Marriage can prevent the development of heart disease, stroke and other associated risks of death, while singles and widowers are at greater risk, said a new study released yesterday in the Heart Journal. Living married can have a beneficial impact on who is more likely to die from such conditions, a combined assessment of the available data suggests.
80% of cardiovascular disease can be associated with well-known risk factors such as age, gender, blood pressure, high cholesterol, diabetes or smoking, but it is uncertain what influences the remaining 20%, says the new study’s report.
In earlier studies, the impact of marital status was ambiguous, so the professor of cardiology at Keele Mamas University in Britain and his colleagues sought out published studies in research databases to attempt to elucidate this matter.
The researchers analyzed 34 studies out of the 225 released between 1963 and 2015, in which over 2 million people aged between 42 and 77 from North America, Europe, the Middle East, and Asia participated.
Marriage is beneficial for your heart health, the new study’s results revealed
A combined review of the data indicated that unmarried, divorcees, or widowers were at higher risk (42%) of getting coronary artery or heart disease (16%) in comparison with married people.
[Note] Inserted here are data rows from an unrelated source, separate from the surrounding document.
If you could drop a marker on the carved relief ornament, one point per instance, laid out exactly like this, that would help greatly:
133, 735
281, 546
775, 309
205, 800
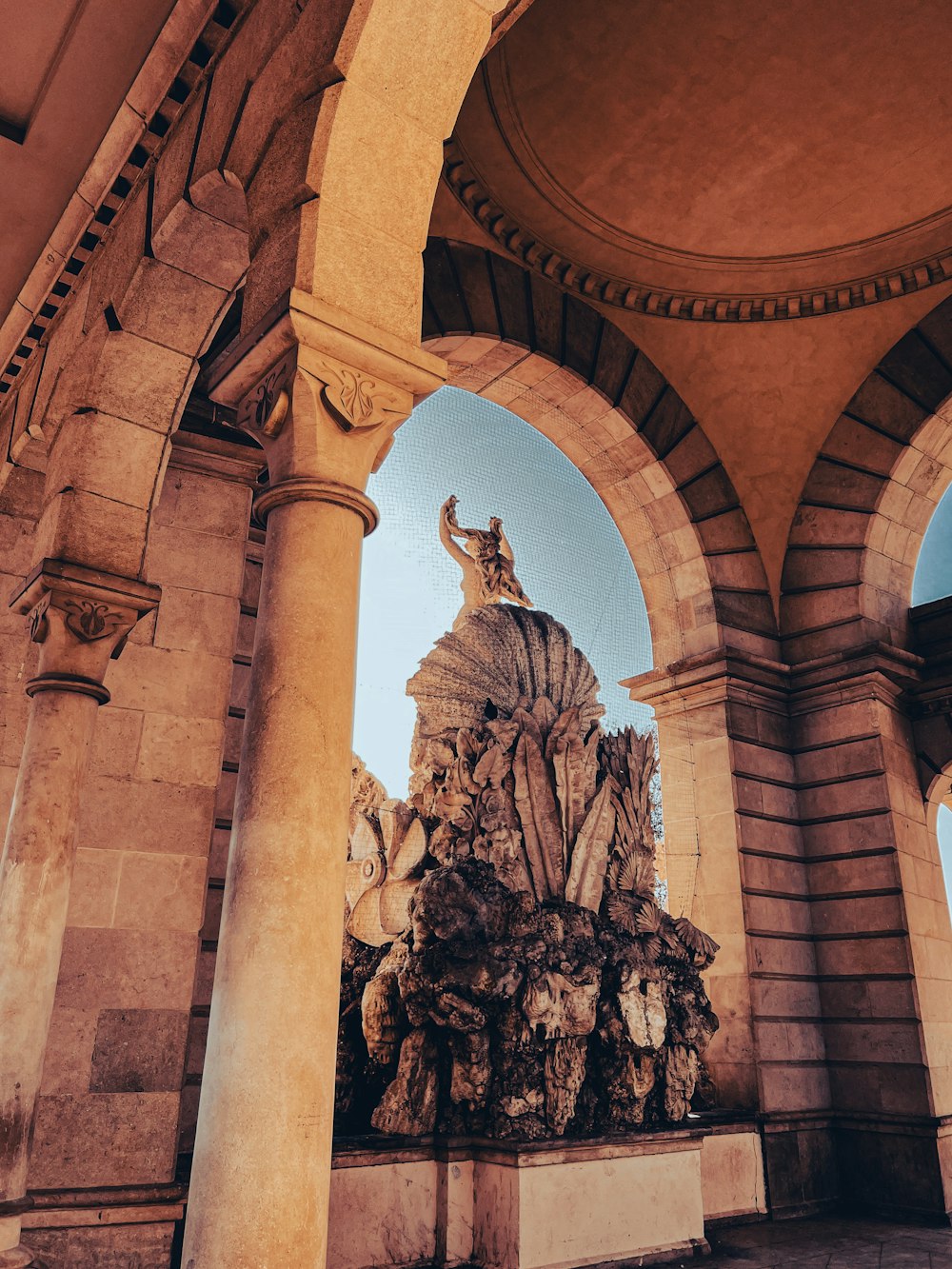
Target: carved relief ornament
80, 618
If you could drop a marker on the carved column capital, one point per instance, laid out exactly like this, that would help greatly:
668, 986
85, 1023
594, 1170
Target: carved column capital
323, 393
80, 620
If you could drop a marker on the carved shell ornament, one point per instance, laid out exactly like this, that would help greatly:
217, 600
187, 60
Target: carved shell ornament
387, 853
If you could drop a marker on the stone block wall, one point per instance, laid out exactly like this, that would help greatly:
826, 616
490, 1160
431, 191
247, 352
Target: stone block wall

Likewise, unmarried people were linked to “an increased risk” of death from both coronary artery disease (45%) and stroke (55%), the report states.
A further breakdown of the data pointed out that divorce was related to a 35% higher risk of getting heart disease, whereas for widowers the risk of suffering a stroke was 16% greater, for both men and women, in equal measure.
The surveys used for this new study did not contain any information about same-sex partners, the characteristics of marriage, or the potential distinctions between marriage and cohabitation with the partner.
The study reminds us that there are some theories as to why marriage may have a health-protective impact, including earlier identification of medical issues and the response to treatments, as well as improved financial security, increased well-being, and stronger friendship ties.